Lo stimolo sonoro utilizzato nei DPOAE è costituito da due toni puri
con intensità e rapporti frequenziali variabili ma in precisa correlazione tra
loro.
A differenza delle TEAOE, l’esecuzione tecnica richiede personale
qualificato e richiede sicuramente un tempo più lungo.
I DPOAE rappresentano un’eccellente metodica di conferma e
quantizzazione del deficit uditivo; i vantaggi della metodica sono
rappresentati da:
• possibilità di variare intensità e frequenza degli stimoli, con
conseguente
• selettività in frequenza, per cui la risposta che si ottiene offre
indicazione circa la frequenza o le frequenza interessate dal danno;
• quantizzazione del danno, poiché la risposta è evocabile anche in
presenza di un deficit di 45-55 dB HL;
• alta affidabilità e precisa corrispondenza tra la soglia dell’esame
audiometrico convenzionale e la soglia dei DPOAE.

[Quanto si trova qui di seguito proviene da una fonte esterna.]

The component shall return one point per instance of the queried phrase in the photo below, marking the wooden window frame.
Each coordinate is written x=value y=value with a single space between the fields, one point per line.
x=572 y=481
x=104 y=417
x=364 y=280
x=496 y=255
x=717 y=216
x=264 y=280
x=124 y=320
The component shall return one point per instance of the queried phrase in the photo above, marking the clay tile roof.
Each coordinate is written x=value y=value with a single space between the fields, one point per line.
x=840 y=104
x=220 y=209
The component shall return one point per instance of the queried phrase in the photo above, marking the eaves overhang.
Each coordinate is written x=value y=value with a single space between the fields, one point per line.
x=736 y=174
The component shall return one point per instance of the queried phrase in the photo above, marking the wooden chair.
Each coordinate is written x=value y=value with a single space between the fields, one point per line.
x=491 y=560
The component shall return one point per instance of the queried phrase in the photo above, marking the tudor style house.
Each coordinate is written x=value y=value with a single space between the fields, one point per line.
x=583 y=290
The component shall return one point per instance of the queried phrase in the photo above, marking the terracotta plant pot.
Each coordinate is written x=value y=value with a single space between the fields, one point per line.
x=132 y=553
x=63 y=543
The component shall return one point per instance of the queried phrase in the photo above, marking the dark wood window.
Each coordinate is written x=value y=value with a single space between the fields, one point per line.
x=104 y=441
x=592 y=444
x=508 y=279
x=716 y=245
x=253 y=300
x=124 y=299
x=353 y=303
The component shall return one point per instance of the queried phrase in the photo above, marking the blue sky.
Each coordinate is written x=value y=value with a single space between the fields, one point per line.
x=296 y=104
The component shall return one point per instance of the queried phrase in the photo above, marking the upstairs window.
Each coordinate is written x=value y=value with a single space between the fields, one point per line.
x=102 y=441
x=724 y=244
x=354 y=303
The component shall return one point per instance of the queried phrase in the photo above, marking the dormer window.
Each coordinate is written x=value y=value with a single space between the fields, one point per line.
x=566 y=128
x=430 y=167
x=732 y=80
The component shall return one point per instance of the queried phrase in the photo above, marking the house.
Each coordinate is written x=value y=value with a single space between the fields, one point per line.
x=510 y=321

Gli “svantaggi” costituiti dalla maggiore durata del test, dalla
complessità di esecuzione e dalla necessità di personale tecnico in realtà
sono svantaggi relativi, in quanto, come già ricordato, questa metodica non
rientra nella strategia dello screening ma nell’approfondimento proprio del
secondo livello previsto dal programma.
Conclusioni
Le OAE rappresentano un’innovativa ed affidabile metodica per lo
screening (TEOAE) e la conferma (DPOAE) di un deficit uditivo in epoca
neonatale, affiancate in quest’ultimo caso dalle ABR. In condizioni
ottimali di registrazione ed in assenza di alterazioni “meccaniche”
(occlusione del condotto uditivo esterno, otite media) la mancata
registrazione delle OAE è indice attendibile di alterazione delle CCE e
quindi di deficit uditivo, evenienza questa che va chiaramente confermata
dalle ABR.
Va ricordato che la presenza delle OAE, pur rappresentando un
indice attendibile di normale funzionalità delle CCE, non è sufficiente ad
escludere la pur rara presenza di un danno “centrale” (neuropatia uditiva,
vie uditive centrali). È sempre auspicabile pertanto che i neonati a rischio,
pur in presenza di OAE normali, vengano sottoposti alle ABR.